Many people, myself included, are city people at heart. Aarhus, with its cobbled streets, is Denmark’s second largest city and is home to the country’s largest university. It is much more affordable than Copenhagen, making it suitable for students, while still being filled with amenities of the big city, such as excellent restaurants. It doesn’t get as much public press as Copenhagen, but it definitely deserves a mention on our list as it is considered one of the happiest cities in the world. The city even renamed itself “Aarhus” instead of the more traditionally Danish “Århus” to appeal to a more international crowd.
Located in the Baltic Sea, Bornholm lies off the coasts of Sweden and Poland, and has been fought over for centuries. In recent history, it was taken over by the Germans and then the Russians occupied it for a while after the Second World War. Today, the island (known as the Pearl of the Baltic) is fully Danish again, and is a popular summer tourist destination for Danes, Swedes, and many others who are attracted to its pristine nature and Mediterranean feel. The island is also quite famous for its various crafts, such as blown glass and textiles.
3. Møn’s Klint
Møn’s Klint is a set of cliffs located in southern Sjælland are the country’s highest cliffs. The light, chalk slope stands up to 128 metres high, and stretches for seven kilometres. Surrounded by beaches and the blue-green water of the Baltic Sea, it could easily be mistaken for some place in the Mediterranean. Although these are not far from Copenhagen, they are best reached by car.

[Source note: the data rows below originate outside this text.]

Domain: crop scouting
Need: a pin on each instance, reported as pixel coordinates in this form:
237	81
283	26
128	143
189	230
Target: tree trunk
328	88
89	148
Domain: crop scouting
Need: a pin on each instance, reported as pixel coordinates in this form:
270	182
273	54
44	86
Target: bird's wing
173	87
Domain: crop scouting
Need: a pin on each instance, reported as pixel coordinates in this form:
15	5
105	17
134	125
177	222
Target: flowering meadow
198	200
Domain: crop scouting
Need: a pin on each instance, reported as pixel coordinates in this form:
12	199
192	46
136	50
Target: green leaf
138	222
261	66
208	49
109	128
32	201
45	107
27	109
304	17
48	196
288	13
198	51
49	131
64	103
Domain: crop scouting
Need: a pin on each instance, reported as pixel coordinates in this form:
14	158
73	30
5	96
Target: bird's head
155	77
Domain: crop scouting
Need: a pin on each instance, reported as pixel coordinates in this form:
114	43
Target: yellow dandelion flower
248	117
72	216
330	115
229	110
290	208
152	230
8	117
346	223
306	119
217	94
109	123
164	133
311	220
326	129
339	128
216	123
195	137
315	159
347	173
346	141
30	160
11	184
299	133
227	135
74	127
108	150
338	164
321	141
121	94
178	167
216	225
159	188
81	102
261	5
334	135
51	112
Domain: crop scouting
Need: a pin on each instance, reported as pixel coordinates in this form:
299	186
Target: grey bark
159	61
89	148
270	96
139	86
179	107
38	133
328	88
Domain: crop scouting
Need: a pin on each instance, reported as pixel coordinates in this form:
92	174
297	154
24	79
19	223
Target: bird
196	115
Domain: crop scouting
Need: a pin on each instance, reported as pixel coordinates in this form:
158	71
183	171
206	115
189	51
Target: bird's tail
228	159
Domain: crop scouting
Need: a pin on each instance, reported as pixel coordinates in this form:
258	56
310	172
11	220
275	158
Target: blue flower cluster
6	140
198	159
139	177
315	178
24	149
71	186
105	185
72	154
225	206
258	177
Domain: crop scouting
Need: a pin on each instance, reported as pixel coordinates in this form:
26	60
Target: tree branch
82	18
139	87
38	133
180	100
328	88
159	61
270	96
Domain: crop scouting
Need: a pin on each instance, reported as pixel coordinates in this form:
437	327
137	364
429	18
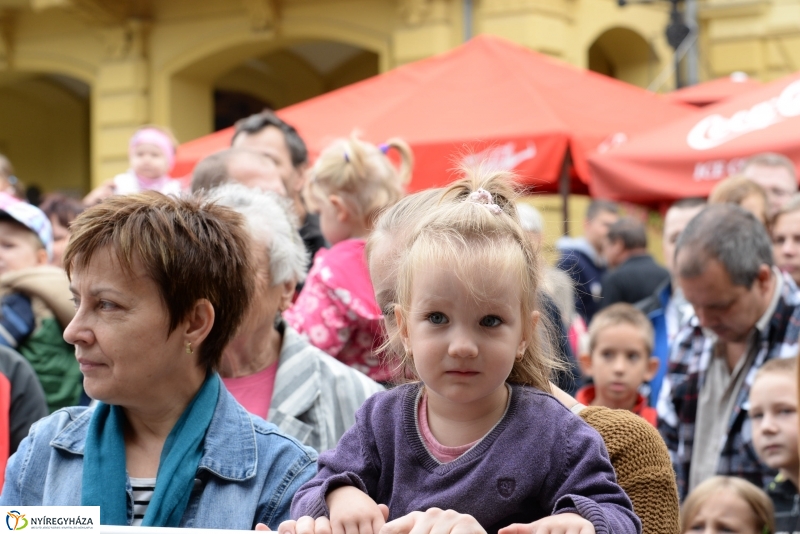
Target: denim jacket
248	474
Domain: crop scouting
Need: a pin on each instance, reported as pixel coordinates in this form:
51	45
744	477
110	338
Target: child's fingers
401	525
385	511
305	525
322	525
287	527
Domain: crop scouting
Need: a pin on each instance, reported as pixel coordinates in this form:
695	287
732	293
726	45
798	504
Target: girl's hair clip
484	198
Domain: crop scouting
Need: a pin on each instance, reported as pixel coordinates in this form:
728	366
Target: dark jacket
787	504
655	307
22	402
580	261
635	279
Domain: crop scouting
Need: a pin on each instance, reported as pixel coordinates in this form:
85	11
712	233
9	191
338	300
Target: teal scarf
104	471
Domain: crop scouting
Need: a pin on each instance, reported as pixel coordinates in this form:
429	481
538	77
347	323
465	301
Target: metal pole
693	55
563	189
467	20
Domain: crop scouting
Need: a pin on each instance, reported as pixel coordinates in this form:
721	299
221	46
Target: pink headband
151	136
484	198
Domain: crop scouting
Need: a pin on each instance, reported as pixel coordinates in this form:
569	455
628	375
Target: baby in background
727	504
151	155
619	361
773	416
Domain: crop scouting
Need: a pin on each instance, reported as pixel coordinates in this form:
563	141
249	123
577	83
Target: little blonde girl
477	435
351	183
727	504
151	155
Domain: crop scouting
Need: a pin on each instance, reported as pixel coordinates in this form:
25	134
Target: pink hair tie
483	197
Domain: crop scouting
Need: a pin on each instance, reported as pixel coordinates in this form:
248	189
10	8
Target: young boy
773	416
619	360
35	301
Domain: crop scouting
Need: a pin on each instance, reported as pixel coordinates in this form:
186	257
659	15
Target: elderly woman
270	368
160	285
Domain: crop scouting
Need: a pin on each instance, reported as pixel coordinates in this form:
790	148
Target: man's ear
764	275
652	368
585	361
287	294
342	213
41	257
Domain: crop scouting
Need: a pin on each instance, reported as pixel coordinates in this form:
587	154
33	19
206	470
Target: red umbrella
687	157
515	108
714	91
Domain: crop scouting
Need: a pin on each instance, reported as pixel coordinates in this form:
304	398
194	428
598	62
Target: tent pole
563	190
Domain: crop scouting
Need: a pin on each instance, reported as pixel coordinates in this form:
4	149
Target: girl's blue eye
437	318
491	321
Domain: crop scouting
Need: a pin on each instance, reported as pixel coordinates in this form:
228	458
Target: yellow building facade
77	77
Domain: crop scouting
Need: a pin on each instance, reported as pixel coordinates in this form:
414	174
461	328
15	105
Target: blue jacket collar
231	430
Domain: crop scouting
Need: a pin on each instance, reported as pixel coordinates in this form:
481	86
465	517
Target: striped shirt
143	489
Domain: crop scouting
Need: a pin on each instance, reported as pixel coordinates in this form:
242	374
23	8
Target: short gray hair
530	218
730	235
270	221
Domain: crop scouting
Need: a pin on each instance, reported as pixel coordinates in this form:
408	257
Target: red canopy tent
714	91
501	102
687	157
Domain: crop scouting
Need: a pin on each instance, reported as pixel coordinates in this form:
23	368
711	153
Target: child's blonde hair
362	175
476	223
760	504
617	314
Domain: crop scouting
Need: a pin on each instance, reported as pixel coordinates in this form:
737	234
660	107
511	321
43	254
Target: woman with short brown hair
160	285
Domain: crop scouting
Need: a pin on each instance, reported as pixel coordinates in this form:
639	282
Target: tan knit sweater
643	467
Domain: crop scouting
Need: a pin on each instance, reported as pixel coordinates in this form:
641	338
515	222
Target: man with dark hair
240	165
634	274
265	132
745	315
776	174
582	258
667	308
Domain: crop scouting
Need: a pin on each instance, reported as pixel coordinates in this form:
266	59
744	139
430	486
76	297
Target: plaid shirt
689	360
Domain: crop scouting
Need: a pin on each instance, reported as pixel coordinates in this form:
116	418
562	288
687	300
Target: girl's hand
353	512
305	525
434	520
555	524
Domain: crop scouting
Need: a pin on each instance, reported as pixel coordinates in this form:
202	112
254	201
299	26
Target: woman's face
786	243
120	337
724	513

Skagen is the northernmost point of Denmark and is renown for its white sandy beaches and delicious seafood. It holds the title of the sunniest place in Denmark with 233 hours of sunshine in July. Skagen is famous for the Skagen Painters, a group of Scandinavian artists who gathered there, attracted by Skagen’s village community, the seascapes, and its remote location away from industrialised city life. Along with its beaches, Skagen is also home to the country’s largest drifting dune, called the Råbjerg Mile.
Denmark’s oldest town, Ribe, won the title this year of Europe’s Best Small Town narrowly beating out Obidos, Portugal. This small Danish town was chosen for its picturesque qualities, well-preserved old buildings, and authenticity. Viking enthusiasts will enjoy Ribe’s rich Viking heritage, exhibited through the Ribe Viking Centre, a reconstructed Viking village which depicts Ribe in 825AD with a lively market, farmyard, and craftsmen’s workshops. Ribe is located in southwest Jutland.
6. The Danish Riviera
Yes, you read that correctly. Denmark has a riviera, and although it has never served as the setting for a F. Scott Fitzgerald novel, it is still one of the best beach destinations in the country. The Danish Riviera features sandy beaches, a cloudless sky, and clear blue water Many famous Danes, such as Kierkegaard and Drachmann, have been attracted to this part of the country due to its picturesque small towns and beautiful nature. The Danish Riviera is located in Northern Sjælland – the same island that Copenhagen is located on.
It is easy to get sucked in by Copenhagen and never get the chance to see all of the amazing other locales Denmark has to offer. Fortunately, the relatively small size of Denmark makes all of these destinations a fairly easy trip from the capital region or from other parts of Europe.